When analysing the side-view sections with the colour-coding of the different patterns (Figs. 3, 4, 5C) and the corresponding colour-coded SR-µCT renderings (Figs. 3, 4, 5D) a clear picture presented itself: When looking at macroscopically highly disrupted cartilage, the predominant patterns were small and large clusters. When the cartilage was eroded well down into the deep zone, it was in the remaining fissured tissue that these patterns could be observed (Figs. 3, 4). Large clusters could thereby contain up to several hundreds of chondrocytes. Interestingly, in one cartilage sample with a major tissue lesion in the transitional and deep zones, the organisational changes could be found surrounding the lesion not just along the surface in the horizontal plane, but also through all cartilage layers in the vertical plane (Fig. 5). With a diffuse chondrocyte tissue lump as a plug or a scar in the defect zone, large clusters were found at the heart of the damaged tissue, surrounded by smaller clusters. Encompassing this zone, double strings were the dominant cellular pattern, and strings were found only farther away from the lesion in macroscopically intact cartilage. The cellular changes could thus be observed as 3D and not just 2D tissue changes with respect to local cartilage damage.

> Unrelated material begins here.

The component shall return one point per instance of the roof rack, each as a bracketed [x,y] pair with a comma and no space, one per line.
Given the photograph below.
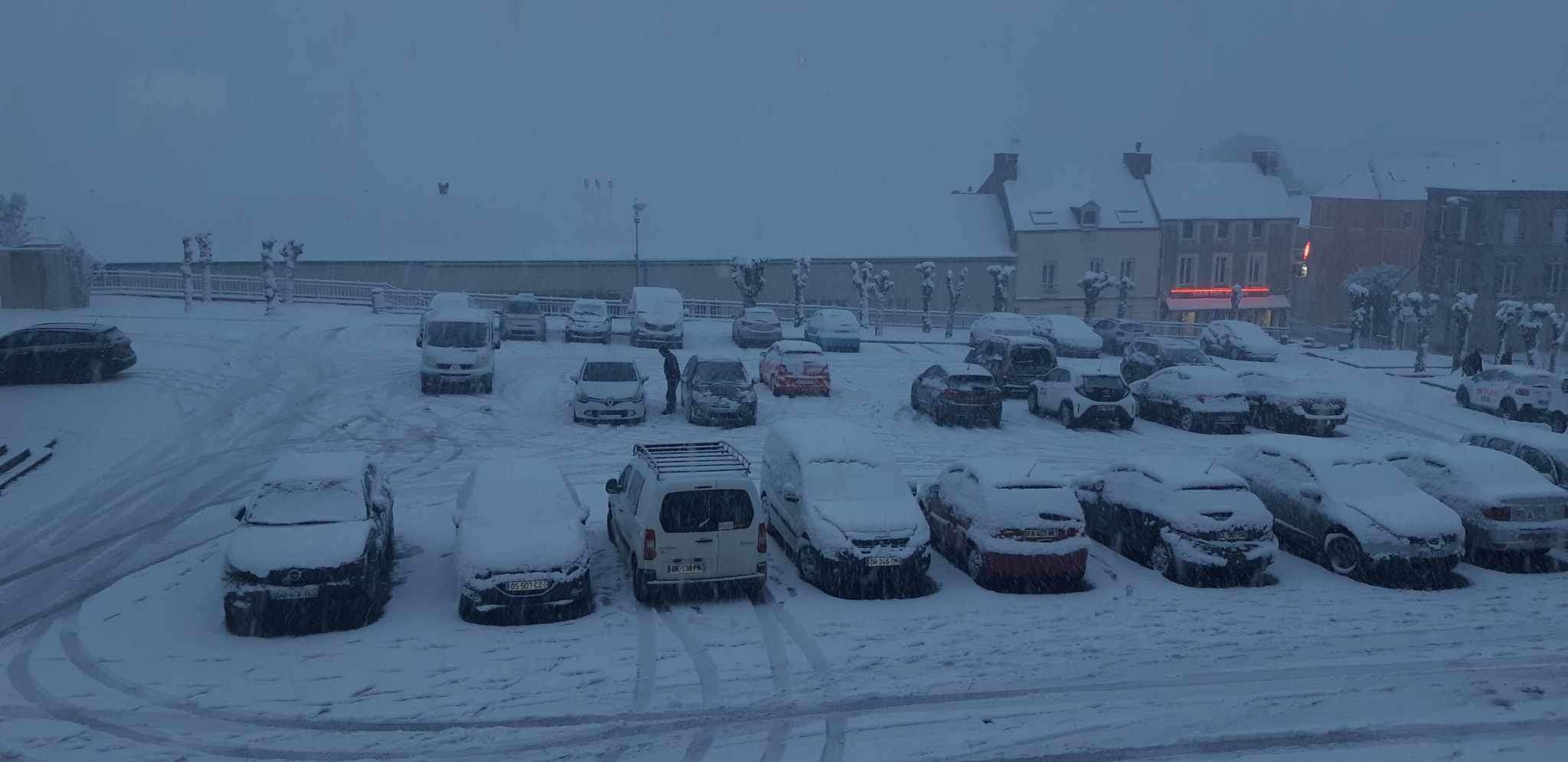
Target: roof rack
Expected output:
[692,458]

Cellular density—a distinctive feature of chondrocyte spatial patterns and cartilage degeneration

When counting the cells in representative areas for the different patterns (Supplementary Figure 5), each specific zone was characterised by a distinct cellular density (Fig. 6, Table 1): the highest physiological values were found in the superficial zone in both the healthy and the osteoarthritic samples, and the lowest values were seen in cartilage areas other than the superficial zone in regions presenting with single strings. With increasing pathological spatial cellular organisation, cellular density also increased from double strings to small clusters and finally to large clusters. Considering the different values obtained from the different spatial patterns of osteoarthritic specimens in an ordinal sense, all differences were statistically significant on the basis of an FDR-adjusted alpha, the exception being between single and double strings (p = 0.062).

Figure 6
figure 6

Cellular density in healthy (A) and osteoarthritic (B) cartilage as a function of cellular organisation. P-values are listed in (C) with significant p-values denoted in bold. Significance was determined on an FDR-adjusted alpha (for absolute cell count values, see Table 1; for exact FDR-adjusted alphas, see supplementary Table 1). Abbreviations: SZH—superficial zone healthy cartilage; SSH—single strings healthy cartilage; SZ—superfical zone; SS—single strings; DS—double strings; SC—small clusters; LC—large clusters. Significant differences are listed in the table below. For zonal labelling according to the predominant regional pattern, see also supplementary Figure 5. This figure was created using SPSS Statistics 23 (https://www.ibm.com/ch-de/products/spss-statistics), Microsoft Office Word (https://www.microsoft.com/de-ch/microsoft-365/word) and Adobe Illustrator CS6 (https://www.adobe.com/ch_de/products/illustrator.html).

Table 1 Cellular density as a function of cellular organisation.

Discussion

As chondrocytes are key players for normal articular cartilage homeostasis, functional cell loss or change of their normal organisation and distribution could be a primary trigger that leads to cartilage failure in OA. In the present study, we investigated chondrocyte spatial organisation within the articular cartilage from human femoral condyles, with a special focus on the 3D distribution of the predescribed cellular patterns across all cartilage layers. We observed these pattern changes not just in the horizontal topmost layer but also in the vertical plane as a 3D-function around cartilage lesions.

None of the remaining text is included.